The focus of this issue could not happen at a better time. A thorough update and understanding of the Institute for Healthcare Improvement's (IHI's) Experience in Office Practice Redesign is critical for the attainment of patient-centered care. Patient-centered care is not just patient satisfaction but an entire approach to focusing on the patient's needs/interaction with the primary care health professional team. This issue of the journal provides us with the critical elements for success.
The articles in this issue also compel us to consider their relationship to the latest fad in healthcare delivery-the Medical Home. Financial success of the Medical Home is predicated on financial incentives that not only provide an encouragement for excellent practices to continue their already successful practice approach but also show a clear path of encouragement to health professional teams that have opportunities for improvement. Proponents of the Medical Home have understandably seen it as a way to increase payment to primary care physicians or healthcare professionals. To the extent that policy makers have expressed any interest in the way primary care health professionals run their practice, they have focused on a problematic combination of a simplistic examination of the cost side of the equation together with a significant increase in office paper work/process aspects of quality. I would like to convince the proponents of the Medical Home to focus their efforts on a patient-centered approach linking patient-derived concerns (their perception of care and their empowerment and all relevant costs). The office redesign experiences described here by the Institute for Healthcare Improvement combined with a recent series of articles about technologies to support patient-centered care (Moore & Wasson, 2006) and payment for this care (Goldfield et al., 2008) provide a useful foundation on which to build a durable Medical Home.
To be successful, the Medical Home needs to operate on the following principles:
* Patient-centered care is not just patient satisfaction but an entire approach to focusing on the patient's needs/interaction with the primary care health professional team.
* A key by-product of this relentless focus on the patient's needs is information that is continuously fed back to the health professional team and patient/family/socioeconomic unit such as community that identifies opportunities for improvement in patient health empowerment/health status/satisfaction/concerns.
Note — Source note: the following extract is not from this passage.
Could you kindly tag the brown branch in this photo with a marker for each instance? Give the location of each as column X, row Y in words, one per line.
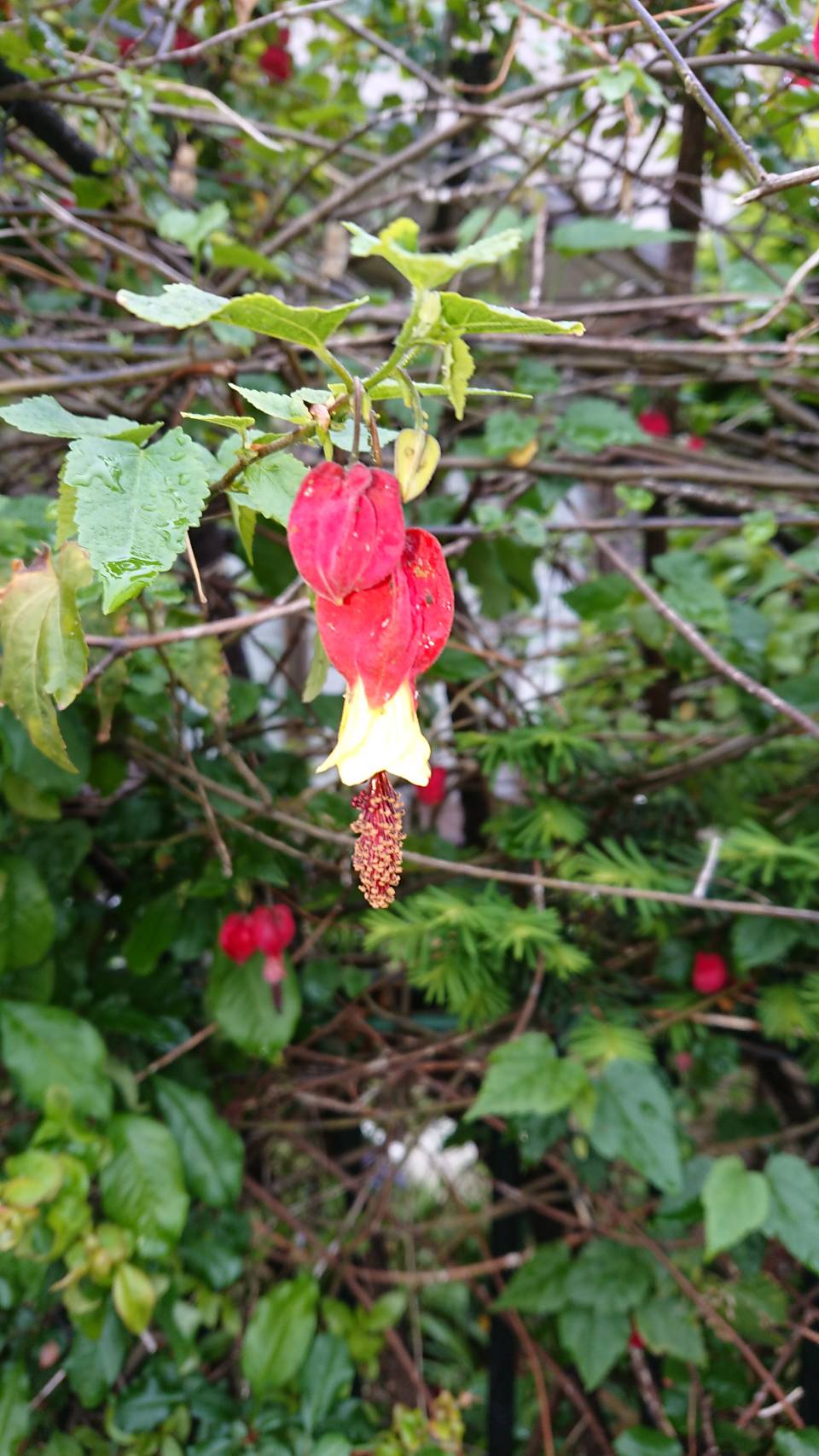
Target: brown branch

* Use person de-identified methodologies pertaining to cost and the previously mentioned aspects of quality that are transparent to all users (payers, patients/family/community, health professionals).
* Recognize that we already spend a tremendous amount of money on healthcare, and a significant portion of the increase in payment to primary care health professionals will need to come from savings that emerge from changes in the way primary care health professionals deliver care.
* Changes in primary care health professional practice that can fund a significant increase in payment to the primary care health professional team will need to particularly emerge from changes in the way health professionals order and patients use ancillaries (especially expensive ones such as computed tomography and magnetic resonance imaging), emergency departments, and potentially avoidable hospitalizations (especially readmissions).
* This change in practice pertaining to ancillaries, emergency department usage, and potentially avoidable hospitalizations must be communicated to all interested parties, particularly the health professional team, in a timely and detailed enough manner that provides all parties with a clear understanding of opportunities for improvement in these 3 areas critical to the financial success of the Medical Home.
* Clear understanding of savings in these 3 areas together with patient information as described earlier can occur only if the information is transparent and the methodologies used are clinically credible.
* Financial success of the Medical Home is predicated on financial incentives using the methodologies described earlier, which involve not only encouragement for excellent practices to continue their already successful practice approach but also a clear path of encouragement to health professional teams that have opportunities for improvement.
Most health professional teams that have opportunities for improvement in cost and quality outcomes are simply responding to the current perverse fee-for-service incentives that reward waste and pay little attention to patient needs.
This issue of the 10th anniversary of IHI's outstanding Office Practice Redesign conclusively demonstrates that this approach has come of age.
Simply put, without prime-time implementation of Office Practice Redesign, the Medical Home-something all of us want-will fail.